Das OLG Zweibrücken hat die Haftbefehle gegen fünf Angeklagte im Zusammenhang mit dem sogenannten EncroChat-Verfahren aufgehoben.

Die 1. Große Strafkammer des Landgerichts Zweibrücken verhandelt seit dem 19. April 2021 in drei umfangreichen Strafverfahren gegen neun in Untersuchungshaft befindliche Angeklagte wegen des Vorwurfs des bandenmäßigen Handeltreibens mit Betäubungsmitteln in nicht geringer Menge in einer Vielzahl von Fällen.

Die Kommunikation soll dabei unter anderem über den sog. Krypto-Messenger-Dienst „EncroChat“ erfolgt sein. Mit diesen Strafverfahren in direktem Zusammenhang stehen Verfahren gegen fünf weitere seit 10. Februar 2021 in Untersuchungshaft befindliche Angeklagte. Diesen fünf Angeklagten wird ebenfalls Handeltreiben mit Betäubungsmitteln in nicht geringer Menge in jeweils vielen Fällen zur Last gelegt, zweien davon in bandenmäßiger Tatbegehung. Die Staatsanwaltschaft Zweibrücken hat am 19. April und 6. Mai 2021 gegen diese Angeklagten Anklage erhoben und jeweils Verbindungsanträge zu den EncroChat-Verfahren gestellt. Die 1. Große Strafkammer des Landgerichts Zweibrücken hat die Anklagen mit Beschlüssen vom 25. Juni sowie 4., 5., 19. und 26. Juli 2021 zur Hauptverhandlung zugelassen. Die Vorsitzende der Strafkammer hat in diesen Verfahren Termine für die Hauptverhandlung ab 13. Oktober, 23. November bzw. 1. Dezember 2021 bestimmt. Grund für den späten Beginn der Hauptverhandlungen ist die Belastung der Strafkammer durch die bereits laufenden drei Hauptverhandlungen, in denen jetzt schon Termine bis in den Januar 2022 bestimmt sind.
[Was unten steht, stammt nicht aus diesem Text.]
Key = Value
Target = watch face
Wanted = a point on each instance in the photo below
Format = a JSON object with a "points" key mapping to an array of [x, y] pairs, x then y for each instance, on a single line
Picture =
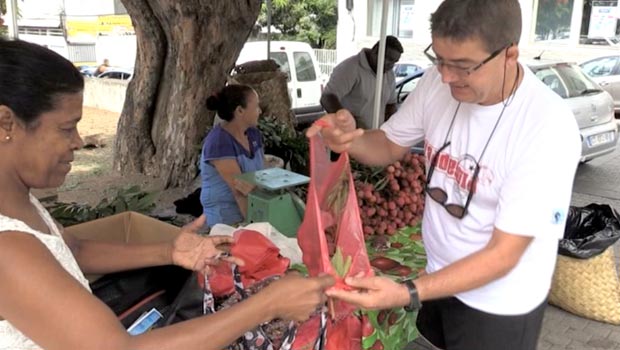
{"points": [[414, 300]]}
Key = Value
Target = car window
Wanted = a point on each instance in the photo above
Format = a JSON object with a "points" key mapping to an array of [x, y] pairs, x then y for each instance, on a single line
{"points": [[567, 80], [304, 66], [551, 78], [601, 67], [282, 61]]}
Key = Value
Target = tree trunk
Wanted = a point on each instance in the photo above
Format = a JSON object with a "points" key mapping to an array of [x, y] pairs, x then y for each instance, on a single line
{"points": [[185, 51]]}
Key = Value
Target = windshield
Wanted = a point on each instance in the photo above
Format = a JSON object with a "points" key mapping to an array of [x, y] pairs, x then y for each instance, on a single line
{"points": [[567, 80]]}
Der 1. Strafsenat des OLG Zweibrücken hat am 17.08.2021 in den letztgenannten Verfahren anlässlich der besonderen Haftprüfung die fünf Haftbefehle aufgehoben.

§ 121 Abs. 1 StPO bestimmt, dass der Vollzug der Untersuchungshaft wegen derselben Tat vor Erlass eines auf Freiheitsstrafe erkennenden Urteils über sechs Monate hinaus nur aufrechterhalten werden darf, wenn die besondere Schwierigkeit oder der besondere Umfang der Ermittlungen oder ein anderer wichtiger Grund das Urteil noch nicht zulassen und die Fortdauer der Haft rechtfertigen. Nach § 121 Abs. 3 Satz 2 StPO ruht der Fristablauf, wenn die Hauptverhandlung vor Ablauf der sechs Monate begonnen hat. § 122 Abs. 1 StPO bestimmt, dass das zuständige Gericht andernfalls die Akten dem Oberlandesgericht zur Entscheidung vorlegt, wenn es die Fortdauer der Untersuchungshaft für erforderlich hält oder die Staatsanwaltschaft es beantragt (besondere Haftprüfung durch das Oberlandesgericht).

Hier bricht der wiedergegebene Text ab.